In 2006, Hong Kong closed five small cinemas and re-opened one multiplex. Gary Mak, director of Broadway Cinematheque — Hong Kong’s last-remaining alternative-screening venue — remains optimistic about more adventurous programming and distribution. But Mak points to a shortage of creativity in the local industry.
“No talents, no formal training, in most areas such as script-writing, directing, acting, etc,” he says. “Even the independent scene still needs more real talents — or at least, real producers to pull together a really good project.”
Tim Youngs, Hong Kong consultant for Italy’s Far East Film Festival, says changing tastes among Hong Kong movie-goers has also affected the industry.
“Audiences have become increasingly dismissive of local movies, often referring to them as poor quality, and there are much fewer paying cinemagoers these days.

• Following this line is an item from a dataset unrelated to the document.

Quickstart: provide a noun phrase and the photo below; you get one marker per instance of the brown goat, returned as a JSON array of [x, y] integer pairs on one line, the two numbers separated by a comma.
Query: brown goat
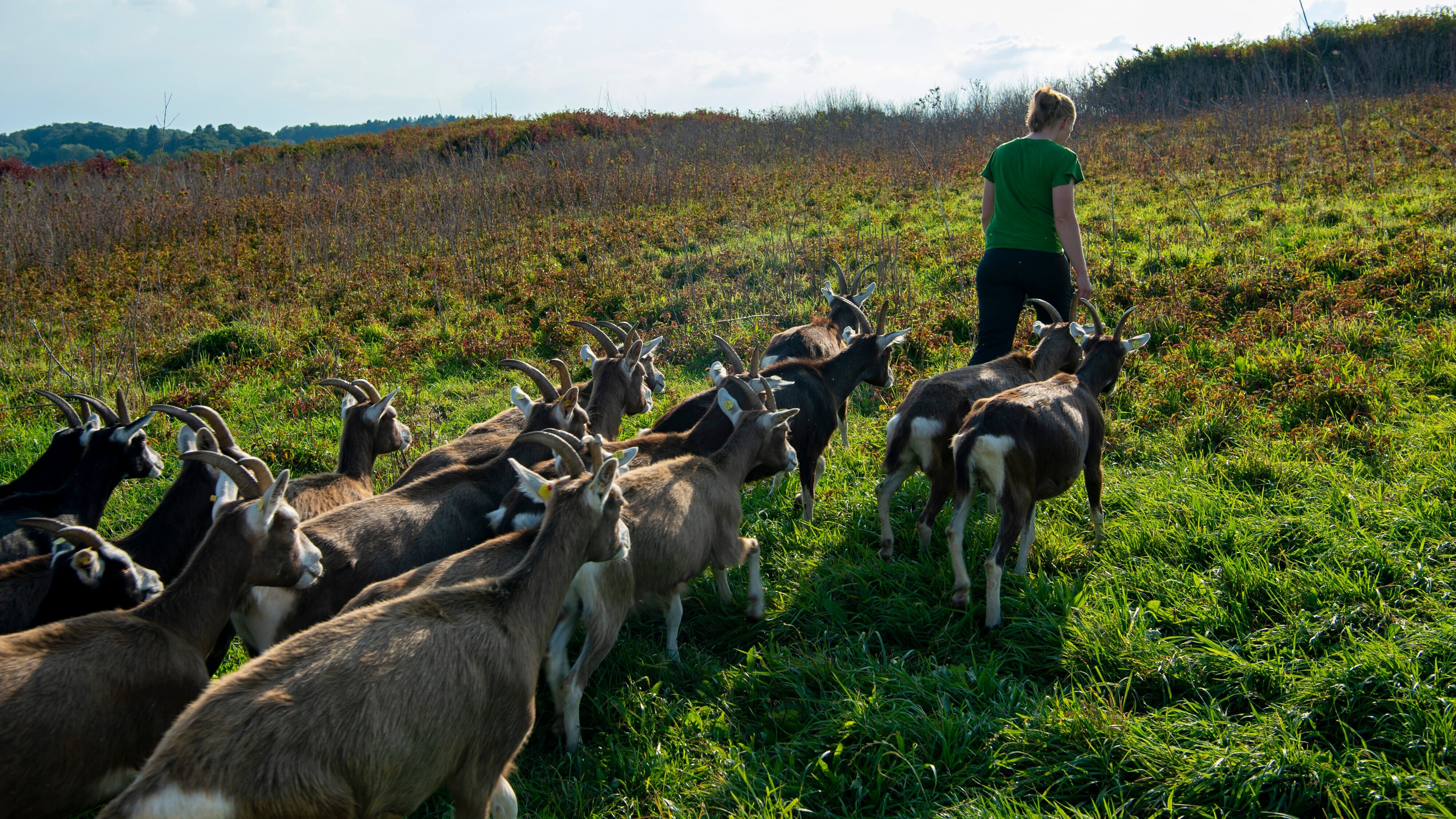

“So the hometown audience shows less support for local movies, whether by not seeing local films or opting for piracy, while the declining number of films means less opportunities for film-makers, fewer chances to try out new things, and damage to confidence.”

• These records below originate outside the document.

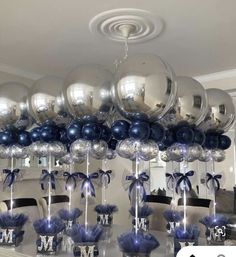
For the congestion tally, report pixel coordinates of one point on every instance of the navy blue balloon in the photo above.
(224, 142)
(112, 144)
(105, 133)
(169, 138)
(161, 146)
(139, 130)
(91, 131)
(199, 137)
(157, 132)
(120, 129)
(184, 135)
(35, 134)
(211, 141)
(24, 138)
(8, 137)
(74, 131)
(48, 133)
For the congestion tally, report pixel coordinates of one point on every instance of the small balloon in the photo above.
(91, 131)
(157, 132)
(120, 129)
(205, 156)
(80, 147)
(224, 142)
(98, 149)
(148, 150)
(74, 131)
(218, 155)
(139, 130)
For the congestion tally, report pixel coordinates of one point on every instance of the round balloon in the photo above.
(44, 101)
(13, 109)
(144, 88)
(221, 112)
(86, 92)
(191, 103)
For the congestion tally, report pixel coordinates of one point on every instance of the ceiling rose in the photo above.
(143, 25)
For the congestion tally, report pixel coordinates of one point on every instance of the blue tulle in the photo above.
(106, 209)
(191, 233)
(173, 216)
(69, 215)
(143, 212)
(45, 226)
(80, 234)
(12, 220)
(214, 220)
(137, 243)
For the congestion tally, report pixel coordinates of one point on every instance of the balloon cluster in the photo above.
(156, 110)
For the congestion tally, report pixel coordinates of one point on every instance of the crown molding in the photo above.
(216, 76)
(19, 72)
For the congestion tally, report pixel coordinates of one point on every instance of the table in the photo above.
(107, 248)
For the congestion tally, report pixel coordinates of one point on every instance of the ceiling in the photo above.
(51, 37)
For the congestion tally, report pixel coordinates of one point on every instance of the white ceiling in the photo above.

Elizabeth Kerr, film critic and curator formerly based in Seoul, South Korea, agrees with Youngs’ assessment.
“For all the risk-taking businessmen out there [in Hong Kong], no one is willing to put their money where their mouth is and throw in some support.

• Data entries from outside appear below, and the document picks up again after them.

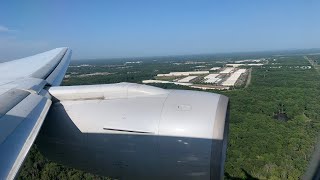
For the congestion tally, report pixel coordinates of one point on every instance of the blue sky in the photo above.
(119, 28)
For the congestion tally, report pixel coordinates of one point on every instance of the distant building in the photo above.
(215, 68)
(187, 79)
(184, 73)
(227, 70)
(235, 65)
(211, 78)
(231, 81)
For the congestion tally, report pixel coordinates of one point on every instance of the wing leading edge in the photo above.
(24, 103)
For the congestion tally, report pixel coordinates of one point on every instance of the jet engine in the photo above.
(133, 131)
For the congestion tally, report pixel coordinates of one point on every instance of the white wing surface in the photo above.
(24, 103)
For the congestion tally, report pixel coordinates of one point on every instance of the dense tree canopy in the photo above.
(260, 145)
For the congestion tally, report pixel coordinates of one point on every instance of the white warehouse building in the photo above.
(184, 73)
(187, 79)
(227, 70)
(211, 78)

“The industry for the most part suffers from the cleave between that fluff — which makes money — and the more adult film-making of the smaller studios, distributors and indies.”
How is South Korea’s film industry different from its Hong Kong counterpart? “The drive to attain world adoration,” Kerr says. “Koreans truly believe they’re making great art all the time. South Korea launched an active campaign on all levels — corporate, government, education — to train and cultivate a modern film industry.”
Still, Kerr sees reason for optimism. Films that best retain a Hong Kong style, Kerr maintains, likely carry “Category III” (under 18 not allowed) ratings: Movies that are “grown up and smart,” she says.
“Even if the films don’t work, someone tried.”
In the end, it may be culture that poses one of the greatest challenges for Hong Kong’s movie industry.
“Around 1997, like lots of Hong Kong people, I kind of lost myself,” says independent film-maker Chan Wing-chiu. “The film industry was already almost dead in the ’90s. Why work for a sunset industry?”
Chan’s own first feature in 2005, “A Side, B Side, Sea Side,” includes a scene with a gaggle of girls on Hong Kong’s Cheung Chau island who are unable to communicate in Chinese with an Australian man speaking fluent Mandarin. The two parties end up conversing in English.
“That’s me,” says Chan, referring to the girls. “I speak English better than Putonghua [China’s official common language, also known as Mandarin]. Many Chinese say that now that Hong Kong is part of China, Hong Kong people must learn Putonghua. I disagree. In Hong Kong we all speak Cantonese. Hong Kong already has a bad reputation for Putonghua, but I don’t feel ashamed. I’m proud to have grown up during the transition between 1997 and SAR.
“Why do we have so many problems with China? Because our language, our culture, our values, our way of thinking are different. So we are not good at speaking Putonghua. Even in the cinema, we see Western movies, Japanese movies, Korean movies… but not many Chinese movies.”
Adds independent director Yan-yan Mak: “We are monsters. China says: ‘You are not Chinese.’ Gweilos [Hong Kong slang for Caucasians] say: ‘You are Chinese.’ After 1997, we lost the confidence to be Hong Kong people.”